Household Products

After figuring out many grains and other foods were trying to kill me, I devoted my time to researching foods, calling and emailing companies and trying not to have allergic reactions.  I didn’t realize I was still poisoning myself by using my “tried and true” personal care products.  I know now and “knowing is half the battle” according to GI Joe.

This is what I wrote on my Personal Care page….  I was able to get the personal care items under control but I was still reacting.  My persistent reactions included migraine, runny nose, runny eyes, eczema, stuffy nose, sore throat, weird swelling, exhaustion, odd pains in odd places, rash, itchiness, acne, etc.  So, I began looking at my household cleaning items.  Corn was in everything!  I remember standing in my kitchen and saying, “Really?  REALLY?!”  My eye may have twitched a little bit.

I am hyper-sensitive to corn and corn derivatives, even in small amounts and even if “the protein has been refined out of the product.”  Below are my new “go-to” products.  They have all be confirmed corn-free through multiple emails and phone calls with different companies.  Most of these products are also gluten/wheat free, dairy/casein free, rice free, soy free, egg free, BPA free, chemical free, fragrance free, etc.

Paper Products (tissue, paper towels, sanitary napkins, kleenex, tampons, etc.)

You will notice a lack of paper products in this list.  I do not tolerate paper products well including tissue paper, facial tissues, sanitary napkins, tampons, etc.  So many paper products utilize corn starch in the production process, it makes it absolutely impossible to find a safe paper source.  I don’t know about you, but some of my parts are too sensitive for corn-tamination.

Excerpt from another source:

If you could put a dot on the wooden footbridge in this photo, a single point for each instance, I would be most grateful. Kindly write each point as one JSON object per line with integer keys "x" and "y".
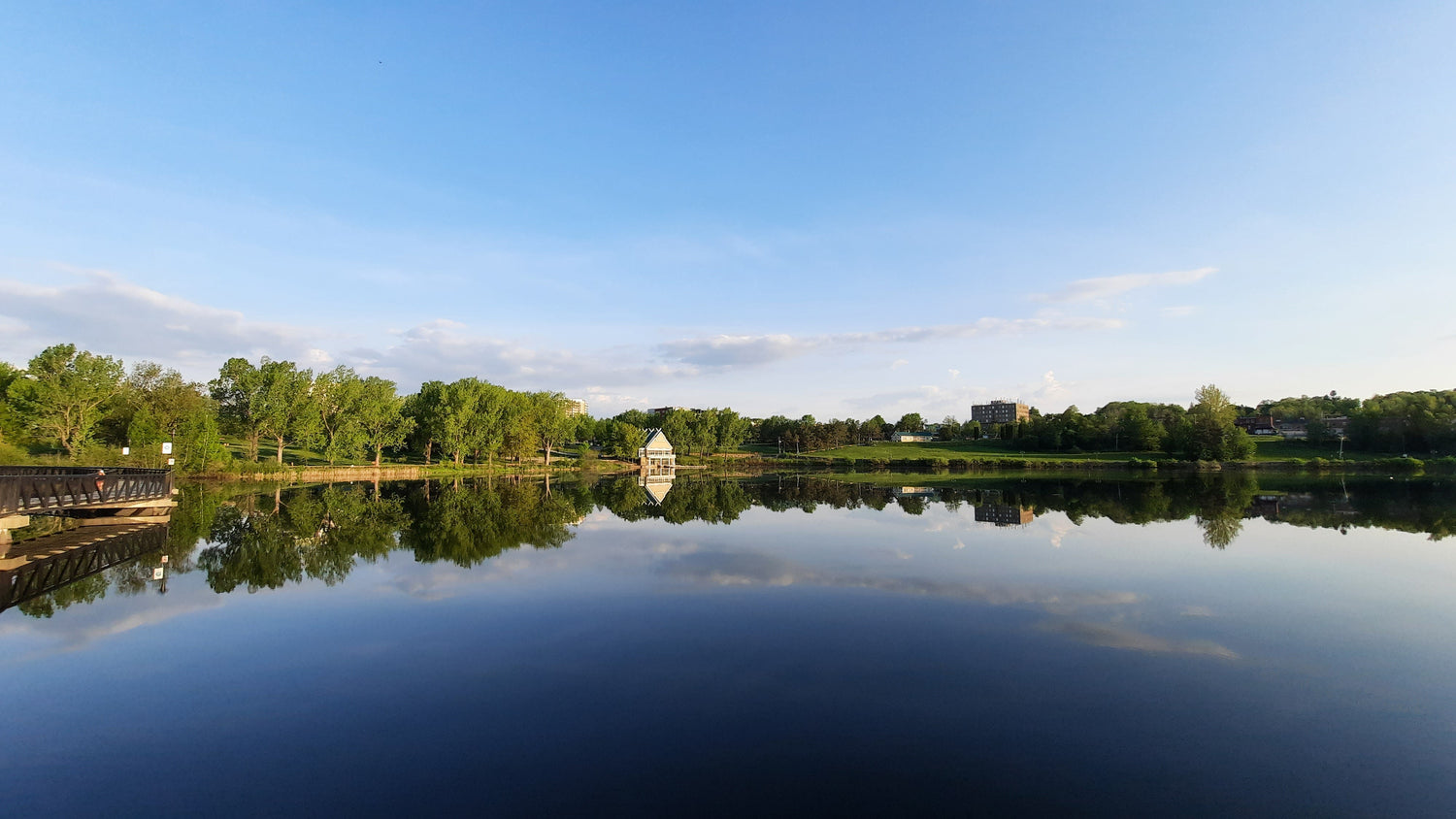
{"x": 38, "y": 566}
{"x": 90, "y": 493}
{"x": 116, "y": 513}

“It is estimated that about 5 million tons of starch are currently used by the world paper industry, that is about 1.5% starch by weight including all grades of paper and paperboard. The use of modified starches is more common in the United States where modified starches are not only used to achieve higher productivity, but also higher paper quality. For example in 2004, of all the corn-based starch used by the paper industry in the United States, 76% was modified, according to data obtained from the Corn Refiners Association. Corn-based starches are estimated to account for more than 95% of all starch utilization by the paper industry in the United States. Modified cornstarch consumption grew by 14% in 2004 over 2003 whereas native cornstarch consumption declined by 10.5% for the same time period. Including starches based on other raw materials, the share of modified paper starches in the United States would be even higher than 76%. In fact of all modified cornstarch shipped by the members of the Corn Refiners Association, 66% went into paper manufacturing. Thus, papermaking is the largest modified starch application of all applications in the United States.”  Ashok Kumar Mishra  –

Dish Detergent

Earth Friendly Dish Soap.  I really like this dish soap.  It cleans well and is easy on my hands.  I use it for bubble bath also.

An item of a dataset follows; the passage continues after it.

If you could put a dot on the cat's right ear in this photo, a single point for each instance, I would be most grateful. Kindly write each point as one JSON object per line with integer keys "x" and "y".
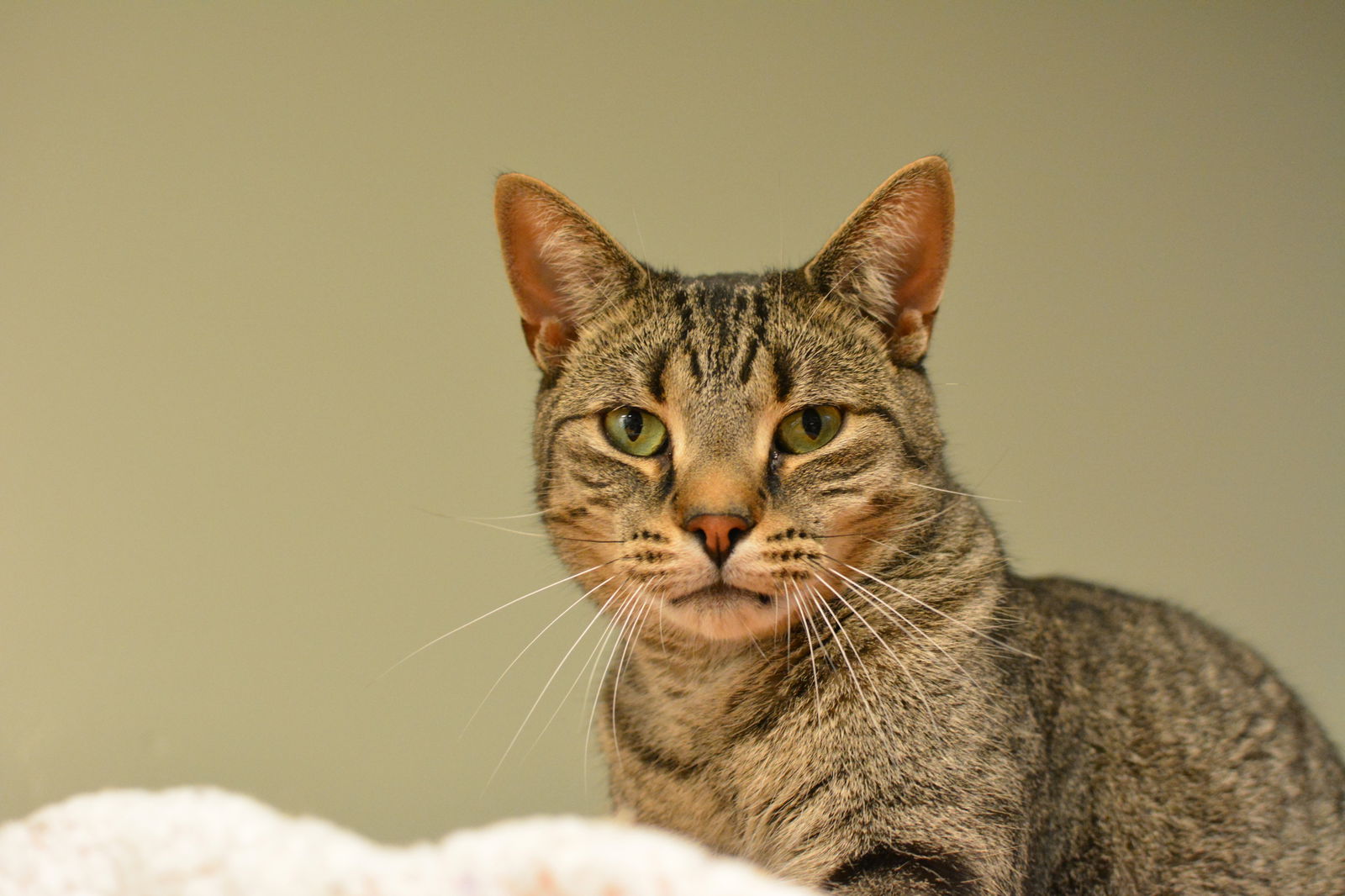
{"x": 562, "y": 264}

Some corn allergic individuals have begun using Dishwasher powdered soap.  I have not tried any of the products nor have I inquired as to the corn-free status with any of the companies.  So, no picture and no link to any particular product.  You can go to the Delphi Forum and review the discussion for yourself.

Laundry Detergent / Boosting Agent

Charlie’s Soap (coconut based cleaner).  We no longer use Charlie’s soap.  The smell makes my throat burn and itch.  Use at your own discretion.

I recently switched to the borax powder offered from Mountain Rose Herbs.  I am in love.  This is a laundry booster and all purpose cleaner.

Bragg’s Apple Cider Vinegar.  I no longer use this however it is used with great success by other corn allergic individuals.  There has been discussion on the Delphi Avoiding Corn Forum that the company has switched to a different glue on the seal.  Some individuals have reported reaction.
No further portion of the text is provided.